Para um modelo diferente de historicidade


- Além de ser arte temporal e móvel (extrapolando limites cronológicos e geográficos), a música
é feita de mensagens enigmáticas, de significados mais abertos do que outras artes; muitas vezes
unicamente sensoriais.

*A teoria da recepção
- Mais recentemente, criaram-se linhas de estudo voltadas à recepção da música (aceitação ou
recolhimento daquilo que ela oferece a quem a ouve); experiência diante do fenômeno musical
(apreciação, percepção, cognição) envolvendo psicologia, sociologia e teoria da informação.
- Nestes casos, interessa ao pesquisador o momento em que a música é interpretada, executada, e
os modos de audição.
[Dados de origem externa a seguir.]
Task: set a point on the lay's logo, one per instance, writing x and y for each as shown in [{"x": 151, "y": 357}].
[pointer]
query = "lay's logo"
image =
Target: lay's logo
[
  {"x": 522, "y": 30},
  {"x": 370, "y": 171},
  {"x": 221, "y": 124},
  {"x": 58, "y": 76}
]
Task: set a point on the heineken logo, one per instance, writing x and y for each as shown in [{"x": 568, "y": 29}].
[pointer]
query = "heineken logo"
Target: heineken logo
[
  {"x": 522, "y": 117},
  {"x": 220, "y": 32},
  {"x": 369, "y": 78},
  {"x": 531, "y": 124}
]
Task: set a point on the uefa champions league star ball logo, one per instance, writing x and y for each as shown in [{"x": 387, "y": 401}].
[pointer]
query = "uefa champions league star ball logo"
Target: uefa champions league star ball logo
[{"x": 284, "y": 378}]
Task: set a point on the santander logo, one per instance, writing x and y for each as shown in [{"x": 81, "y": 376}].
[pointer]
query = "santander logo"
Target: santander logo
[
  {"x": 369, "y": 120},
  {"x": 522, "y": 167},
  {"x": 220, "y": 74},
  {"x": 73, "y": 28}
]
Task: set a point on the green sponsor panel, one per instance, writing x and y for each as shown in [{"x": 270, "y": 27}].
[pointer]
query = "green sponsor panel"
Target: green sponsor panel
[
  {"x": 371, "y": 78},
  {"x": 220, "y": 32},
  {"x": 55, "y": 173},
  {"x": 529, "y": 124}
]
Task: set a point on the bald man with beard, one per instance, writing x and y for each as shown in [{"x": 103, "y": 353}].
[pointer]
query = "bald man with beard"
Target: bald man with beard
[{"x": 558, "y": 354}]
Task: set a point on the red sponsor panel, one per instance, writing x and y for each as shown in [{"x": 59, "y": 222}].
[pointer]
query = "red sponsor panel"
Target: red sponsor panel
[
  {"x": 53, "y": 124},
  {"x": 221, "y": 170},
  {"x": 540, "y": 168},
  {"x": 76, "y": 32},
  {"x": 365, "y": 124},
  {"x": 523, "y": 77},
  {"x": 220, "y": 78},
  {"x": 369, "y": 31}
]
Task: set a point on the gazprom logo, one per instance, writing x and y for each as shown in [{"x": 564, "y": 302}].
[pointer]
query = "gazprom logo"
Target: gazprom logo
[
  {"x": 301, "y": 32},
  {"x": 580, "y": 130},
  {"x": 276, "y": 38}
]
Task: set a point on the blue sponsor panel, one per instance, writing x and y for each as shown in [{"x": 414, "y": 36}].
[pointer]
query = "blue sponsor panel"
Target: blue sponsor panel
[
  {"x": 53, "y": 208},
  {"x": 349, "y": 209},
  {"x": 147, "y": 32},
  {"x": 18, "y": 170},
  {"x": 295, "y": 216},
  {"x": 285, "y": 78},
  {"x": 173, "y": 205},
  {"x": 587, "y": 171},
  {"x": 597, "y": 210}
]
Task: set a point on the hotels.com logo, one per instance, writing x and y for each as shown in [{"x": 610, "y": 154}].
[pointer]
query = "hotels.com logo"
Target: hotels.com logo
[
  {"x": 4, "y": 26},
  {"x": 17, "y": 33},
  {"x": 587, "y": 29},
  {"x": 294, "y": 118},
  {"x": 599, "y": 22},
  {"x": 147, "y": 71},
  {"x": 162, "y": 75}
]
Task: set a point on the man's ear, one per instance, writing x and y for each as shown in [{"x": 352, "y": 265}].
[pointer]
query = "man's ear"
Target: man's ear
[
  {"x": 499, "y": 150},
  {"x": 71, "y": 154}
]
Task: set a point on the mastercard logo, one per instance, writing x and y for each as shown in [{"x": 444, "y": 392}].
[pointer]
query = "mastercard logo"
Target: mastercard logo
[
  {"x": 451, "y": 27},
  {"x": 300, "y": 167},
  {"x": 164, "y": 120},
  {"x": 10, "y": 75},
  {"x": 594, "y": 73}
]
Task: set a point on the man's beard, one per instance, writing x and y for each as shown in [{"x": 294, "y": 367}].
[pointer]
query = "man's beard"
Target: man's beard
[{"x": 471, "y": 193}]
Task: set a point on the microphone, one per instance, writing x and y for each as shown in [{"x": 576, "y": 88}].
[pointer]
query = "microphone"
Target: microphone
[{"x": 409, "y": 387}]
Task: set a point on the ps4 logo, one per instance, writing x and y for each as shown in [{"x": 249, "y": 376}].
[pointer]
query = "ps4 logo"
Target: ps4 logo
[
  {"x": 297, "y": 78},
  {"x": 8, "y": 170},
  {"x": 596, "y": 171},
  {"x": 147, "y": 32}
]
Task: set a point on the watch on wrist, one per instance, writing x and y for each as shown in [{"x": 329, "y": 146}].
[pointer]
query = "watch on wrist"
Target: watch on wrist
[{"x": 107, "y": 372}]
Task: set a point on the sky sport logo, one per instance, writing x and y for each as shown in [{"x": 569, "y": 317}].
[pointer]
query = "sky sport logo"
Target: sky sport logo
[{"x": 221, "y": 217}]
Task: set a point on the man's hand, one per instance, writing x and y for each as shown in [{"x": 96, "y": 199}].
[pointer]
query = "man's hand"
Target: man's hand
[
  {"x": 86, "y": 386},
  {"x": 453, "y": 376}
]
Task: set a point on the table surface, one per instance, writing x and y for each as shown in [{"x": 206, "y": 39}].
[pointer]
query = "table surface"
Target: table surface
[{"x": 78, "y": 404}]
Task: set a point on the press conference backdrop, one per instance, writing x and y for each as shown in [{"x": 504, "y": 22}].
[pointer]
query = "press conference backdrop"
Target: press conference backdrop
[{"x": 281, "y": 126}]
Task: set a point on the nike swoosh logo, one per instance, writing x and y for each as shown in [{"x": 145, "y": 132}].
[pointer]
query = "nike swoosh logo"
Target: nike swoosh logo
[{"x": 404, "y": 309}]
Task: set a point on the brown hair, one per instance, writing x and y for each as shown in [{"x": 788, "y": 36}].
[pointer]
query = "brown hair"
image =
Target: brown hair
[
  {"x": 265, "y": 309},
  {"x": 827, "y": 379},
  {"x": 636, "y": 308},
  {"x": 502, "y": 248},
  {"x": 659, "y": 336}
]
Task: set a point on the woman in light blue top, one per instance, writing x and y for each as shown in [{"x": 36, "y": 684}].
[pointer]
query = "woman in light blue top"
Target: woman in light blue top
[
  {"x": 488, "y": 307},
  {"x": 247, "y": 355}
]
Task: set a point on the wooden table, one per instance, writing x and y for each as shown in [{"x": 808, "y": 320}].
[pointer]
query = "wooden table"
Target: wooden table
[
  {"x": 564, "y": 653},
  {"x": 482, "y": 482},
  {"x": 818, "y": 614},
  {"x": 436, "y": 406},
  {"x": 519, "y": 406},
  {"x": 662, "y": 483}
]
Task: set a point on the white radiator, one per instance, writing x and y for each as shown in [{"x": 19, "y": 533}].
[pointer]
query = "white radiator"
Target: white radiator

Não interessam, portanto, os processos composicionais fincados num
passado remoto ou mais recente. A obra musical, além de existir como documento de época,
projeta-se e se recria no futuro sempre que é tocada e ouvida (“ressignificada”).
*- A relação obra-intérprete-ouvinte é, portanto, constitutiva da própria vida e essência da
música.
- Essa consciência e abordagem da música é evidente na contemporaneidade mediante a
valorização (geralmente exagerada) do intérprete, a abertura ao aleatório e à participação do
ouvinte no ato criativo.
*- O desdém pelos direitos autorais, a livre manipulação de fonogramas e as versões e
interpretações “alternativas” incisivamente criativas são, hoje, realidades incontestáveis que
adicionam mais “problemas” e possibilidades num cenário cada vez mais complexo. Instrumentos
de época, execuções “históricas”, ou liberação geral? O que significa autenticidade em música se
esta é, por definição, fluída, imaterial e temporal?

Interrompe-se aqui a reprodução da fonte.